Giorni fa mi aggiravo in Val Tartano, all’interno della grande paleofrana della Pruna, tra massi cicopici, boschi d’abete bianco e tappeti di muschio che ricoprono tracce di antichi sentieri abbandonati.  Osservavo il nuovo ponte sospeso, spuntato come un fungo a poca distanza, a collegare i ripidi versanti della valle.

“Pagando un biglietto di 5 euro è possibile infatti spostarsi da un versante all’altro della montagna immersi in un paesaggio da cartolina.” Recitano i comunicati diramati dai tiggì.

Ancora non sapevo del ticket, né della successiva inaugurazione in pompa magna della nuova attrazione da “brividi”. La reazione istintiva ancora una volta è stata di disapprovazione, ecco un altro giro di giostra, un’ulteriore spettacolarizzazione decadente della montagna, pensavo tra me, considerando che in un’ora di cammino lungo il sentiero che guada il torrente sul fondovalle, avevo riguadagnato una quota prossima a quella raggiunta dal nuovo incanto di metallo per turisti armati di “selfie stick”.

Osservando la processione adorante e sospesa mostrata dalle foto mi sono dovuto ricredere.

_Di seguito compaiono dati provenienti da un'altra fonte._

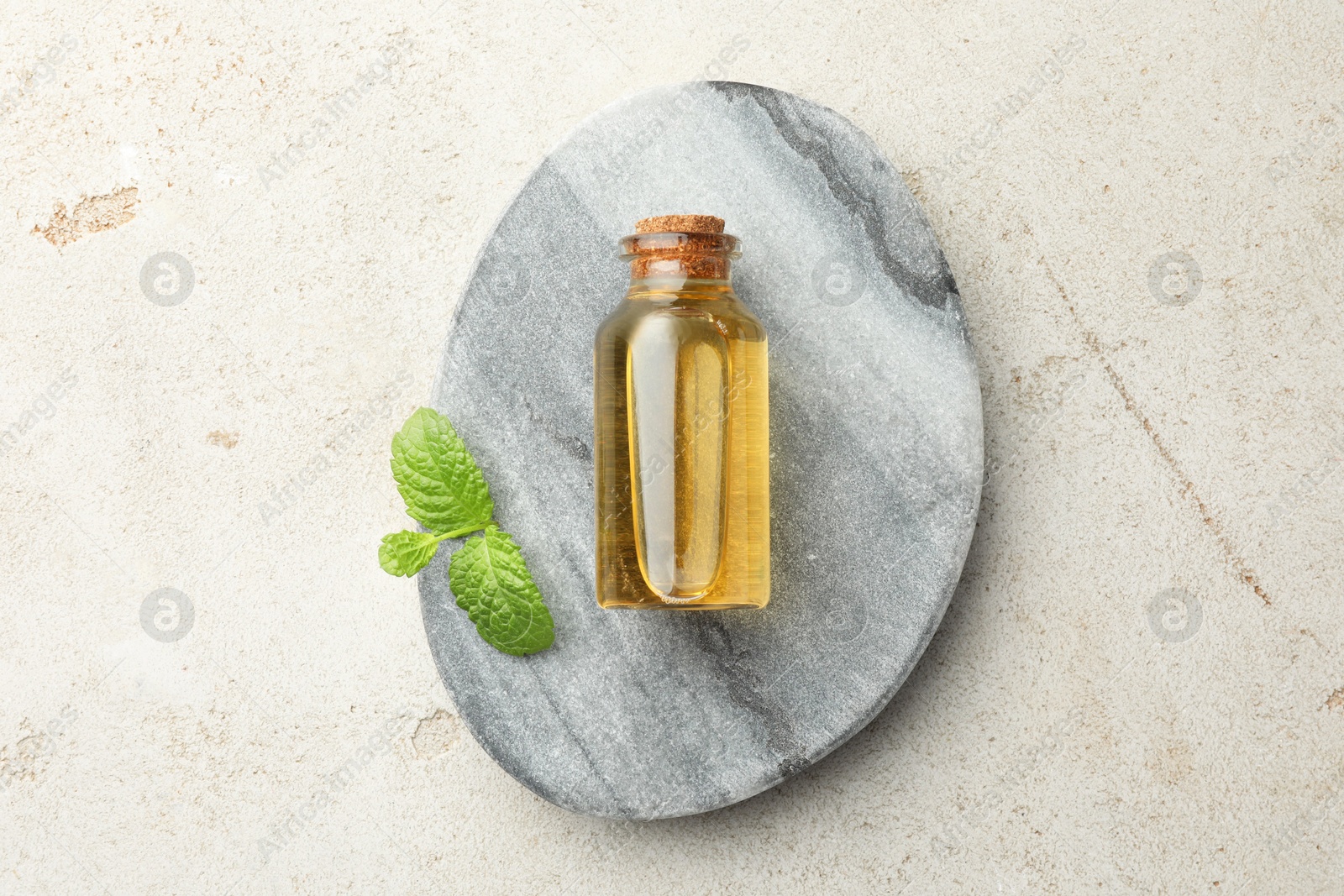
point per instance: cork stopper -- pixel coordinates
(680, 224)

Se tutta questa gente resta appollaiata sul ponte, confinata e felice, in fondo evita di andare in giro a zonzo per sentieri, senza aggredire altri luoghi rari e preziosi, come i meravigliosi tappeti di muschio della Pruna, che potremo così tenere tutti per noi.

Basta proteste, “incazzature”. Acceleriamo la “disneylandizzazione” dei luoghi definitivamente persi, concentrando le masse, preservando in tal modo oasi di libertà sconosciute alle folle, rendendole fruibili solo a visitatori attenti e consapevoli.

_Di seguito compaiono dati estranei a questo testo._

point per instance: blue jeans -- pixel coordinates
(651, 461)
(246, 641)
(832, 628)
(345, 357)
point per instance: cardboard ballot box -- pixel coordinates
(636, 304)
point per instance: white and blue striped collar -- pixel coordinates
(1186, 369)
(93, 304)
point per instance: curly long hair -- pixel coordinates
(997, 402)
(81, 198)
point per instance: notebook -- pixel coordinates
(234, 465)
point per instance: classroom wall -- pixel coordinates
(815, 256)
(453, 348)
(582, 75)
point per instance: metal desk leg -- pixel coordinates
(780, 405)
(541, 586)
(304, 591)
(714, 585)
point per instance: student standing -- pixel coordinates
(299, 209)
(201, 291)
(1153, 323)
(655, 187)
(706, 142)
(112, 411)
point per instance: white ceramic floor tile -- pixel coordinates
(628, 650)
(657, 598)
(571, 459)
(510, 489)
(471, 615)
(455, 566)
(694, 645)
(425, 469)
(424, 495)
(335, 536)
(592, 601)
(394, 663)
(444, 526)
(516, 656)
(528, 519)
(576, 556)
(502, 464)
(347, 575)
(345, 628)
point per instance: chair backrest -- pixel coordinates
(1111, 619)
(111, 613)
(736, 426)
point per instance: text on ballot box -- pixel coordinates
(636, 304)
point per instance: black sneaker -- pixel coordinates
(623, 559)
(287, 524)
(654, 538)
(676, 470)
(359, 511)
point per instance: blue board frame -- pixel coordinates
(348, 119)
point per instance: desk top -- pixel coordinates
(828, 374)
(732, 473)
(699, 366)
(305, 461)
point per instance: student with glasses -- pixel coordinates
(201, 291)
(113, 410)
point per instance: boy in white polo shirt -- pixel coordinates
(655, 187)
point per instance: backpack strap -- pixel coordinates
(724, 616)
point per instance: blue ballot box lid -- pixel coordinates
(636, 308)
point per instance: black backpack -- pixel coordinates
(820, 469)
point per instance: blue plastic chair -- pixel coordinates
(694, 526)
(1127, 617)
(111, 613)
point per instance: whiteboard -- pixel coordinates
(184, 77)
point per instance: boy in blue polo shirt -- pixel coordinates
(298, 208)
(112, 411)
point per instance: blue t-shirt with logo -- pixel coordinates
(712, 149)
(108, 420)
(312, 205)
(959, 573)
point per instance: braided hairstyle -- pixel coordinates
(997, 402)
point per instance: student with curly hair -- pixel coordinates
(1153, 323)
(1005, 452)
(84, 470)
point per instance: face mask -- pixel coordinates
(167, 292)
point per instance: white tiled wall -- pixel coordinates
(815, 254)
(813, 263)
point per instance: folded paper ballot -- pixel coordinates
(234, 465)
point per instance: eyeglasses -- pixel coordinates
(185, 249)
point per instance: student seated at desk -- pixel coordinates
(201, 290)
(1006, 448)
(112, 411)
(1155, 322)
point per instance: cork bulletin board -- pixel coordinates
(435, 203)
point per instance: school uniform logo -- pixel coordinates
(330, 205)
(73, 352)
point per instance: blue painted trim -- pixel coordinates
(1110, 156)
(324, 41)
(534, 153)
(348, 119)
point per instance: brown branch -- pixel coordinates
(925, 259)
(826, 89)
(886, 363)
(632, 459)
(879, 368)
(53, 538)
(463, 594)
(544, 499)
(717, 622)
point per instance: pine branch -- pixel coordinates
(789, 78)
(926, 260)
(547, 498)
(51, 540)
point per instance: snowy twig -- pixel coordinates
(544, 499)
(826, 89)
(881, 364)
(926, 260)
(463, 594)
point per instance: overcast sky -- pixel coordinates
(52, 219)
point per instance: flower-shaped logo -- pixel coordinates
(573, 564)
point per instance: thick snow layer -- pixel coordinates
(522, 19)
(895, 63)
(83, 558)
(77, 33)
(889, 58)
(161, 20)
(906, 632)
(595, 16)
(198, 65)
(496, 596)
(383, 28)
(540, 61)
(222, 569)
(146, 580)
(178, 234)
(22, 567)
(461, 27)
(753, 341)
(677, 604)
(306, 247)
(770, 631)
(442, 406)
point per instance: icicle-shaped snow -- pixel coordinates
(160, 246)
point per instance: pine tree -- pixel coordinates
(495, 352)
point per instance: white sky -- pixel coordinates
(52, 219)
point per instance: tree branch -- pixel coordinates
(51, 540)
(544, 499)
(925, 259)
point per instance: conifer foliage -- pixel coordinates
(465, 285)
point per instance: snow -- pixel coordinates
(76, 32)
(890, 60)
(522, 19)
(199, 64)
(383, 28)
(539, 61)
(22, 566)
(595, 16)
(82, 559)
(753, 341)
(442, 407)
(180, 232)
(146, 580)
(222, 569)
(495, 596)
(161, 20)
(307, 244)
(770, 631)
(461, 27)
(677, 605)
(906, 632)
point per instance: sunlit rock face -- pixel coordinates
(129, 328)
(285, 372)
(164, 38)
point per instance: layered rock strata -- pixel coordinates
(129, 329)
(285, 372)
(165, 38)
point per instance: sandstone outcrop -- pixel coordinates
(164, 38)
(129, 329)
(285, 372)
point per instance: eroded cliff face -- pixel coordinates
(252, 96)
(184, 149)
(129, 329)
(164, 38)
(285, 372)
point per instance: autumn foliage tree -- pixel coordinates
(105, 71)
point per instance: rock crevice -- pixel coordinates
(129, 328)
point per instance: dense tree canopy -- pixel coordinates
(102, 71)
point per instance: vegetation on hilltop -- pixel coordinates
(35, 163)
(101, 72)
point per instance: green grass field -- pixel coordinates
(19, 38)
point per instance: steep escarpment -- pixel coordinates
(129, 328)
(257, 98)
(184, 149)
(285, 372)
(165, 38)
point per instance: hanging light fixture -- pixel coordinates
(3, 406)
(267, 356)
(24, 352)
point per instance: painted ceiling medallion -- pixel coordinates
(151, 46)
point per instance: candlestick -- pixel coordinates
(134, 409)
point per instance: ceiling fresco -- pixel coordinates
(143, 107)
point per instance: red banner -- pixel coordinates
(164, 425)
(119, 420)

A patto però di non farsi contagiare…

Traccia di memoria al Naso di Ghiaccio al Cambrena 3604m

mercoledì, 26 settembre 2018

Si allungano le ombre proiettate sulla Vadret da Pers e finalmente il termometro ritorna sotto allo zero dopo un’estate che sembrava non finire mai.

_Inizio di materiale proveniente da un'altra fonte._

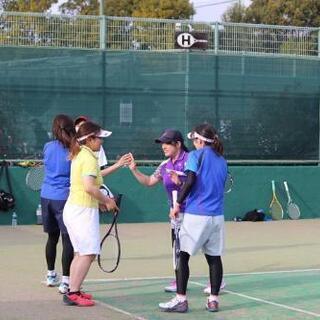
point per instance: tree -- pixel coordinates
(26, 5)
(235, 13)
(176, 9)
(304, 13)
(168, 9)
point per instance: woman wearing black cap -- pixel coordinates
(169, 172)
(202, 200)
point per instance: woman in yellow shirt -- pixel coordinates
(81, 212)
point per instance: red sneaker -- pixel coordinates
(77, 300)
(87, 296)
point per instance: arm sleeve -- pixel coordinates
(185, 189)
(102, 159)
(89, 168)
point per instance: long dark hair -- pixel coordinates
(207, 131)
(63, 129)
(87, 128)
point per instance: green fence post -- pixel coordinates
(216, 38)
(319, 42)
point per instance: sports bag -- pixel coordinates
(7, 200)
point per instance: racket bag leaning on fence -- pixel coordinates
(7, 200)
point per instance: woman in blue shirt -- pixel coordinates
(54, 194)
(203, 224)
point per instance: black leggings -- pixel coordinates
(51, 252)
(215, 272)
(173, 237)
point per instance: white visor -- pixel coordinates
(101, 134)
(195, 135)
(104, 134)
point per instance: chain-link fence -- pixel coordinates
(118, 33)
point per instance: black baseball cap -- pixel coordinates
(170, 135)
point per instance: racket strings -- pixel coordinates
(110, 253)
(35, 178)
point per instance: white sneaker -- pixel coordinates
(172, 287)
(63, 288)
(207, 290)
(174, 305)
(53, 281)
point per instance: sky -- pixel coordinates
(206, 10)
(212, 10)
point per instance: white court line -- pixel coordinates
(265, 301)
(122, 311)
(202, 285)
(203, 276)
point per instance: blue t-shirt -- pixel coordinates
(56, 182)
(206, 196)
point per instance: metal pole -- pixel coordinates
(102, 26)
(319, 42)
(101, 8)
(216, 37)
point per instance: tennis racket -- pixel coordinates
(110, 249)
(34, 177)
(293, 210)
(176, 242)
(276, 210)
(229, 183)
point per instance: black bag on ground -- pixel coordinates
(254, 216)
(7, 200)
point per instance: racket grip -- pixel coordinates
(174, 197)
(118, 199)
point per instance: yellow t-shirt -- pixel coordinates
(84, 164)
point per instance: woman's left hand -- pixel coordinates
(174, 212)
(174, 178)
(102, 207)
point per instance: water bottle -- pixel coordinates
(39, 214)
(14, 220)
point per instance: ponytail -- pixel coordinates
(217, 146)
(208, 132)
(74, 148)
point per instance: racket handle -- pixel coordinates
(174, 197)
(118, 199)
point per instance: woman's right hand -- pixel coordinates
(132, 164)
(111, 205)
(124, 160)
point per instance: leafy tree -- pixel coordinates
(280, 12)
(235, 13)
(169, 9)
(132, 8)
(26, 5)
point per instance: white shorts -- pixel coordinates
(177, 221)
(83, 228)
(202, 232)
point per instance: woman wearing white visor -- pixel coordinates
(203, 224)
(81, 212)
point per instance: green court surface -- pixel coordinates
(276, 295)
(272, 271)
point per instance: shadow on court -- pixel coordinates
(255, 264)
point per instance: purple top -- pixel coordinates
(162, 173)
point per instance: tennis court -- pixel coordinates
(271, 271)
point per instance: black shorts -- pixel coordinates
(52, 211)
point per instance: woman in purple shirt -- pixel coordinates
(169, 172)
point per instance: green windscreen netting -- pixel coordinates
(263, 107)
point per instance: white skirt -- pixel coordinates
(83, 228)
(202, 232)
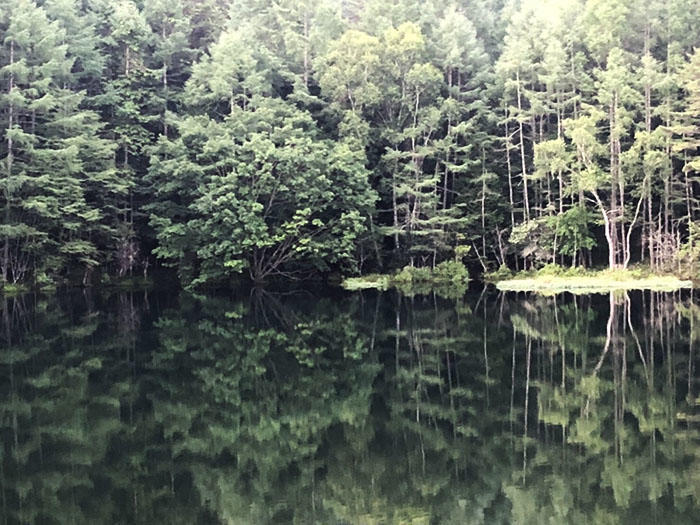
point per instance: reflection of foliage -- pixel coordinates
(374, 408)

Attacchiamo lo sperone superando uno scivolo di ghiaccio coperto da detriti, tagliato da un dedalo di crepi, segno tangibile della sofferenza del ghiacciaio degli ultimi mesi. Il gelo immobilizza i frammenti di roccia sparsi lungo la parete. Nessuno si aggira nella grande comba glaciale che si estende tra il Palù e il Diavolezza.

La salita della calotta sommitale lascia una traccia nella memoria difficile da cancellare.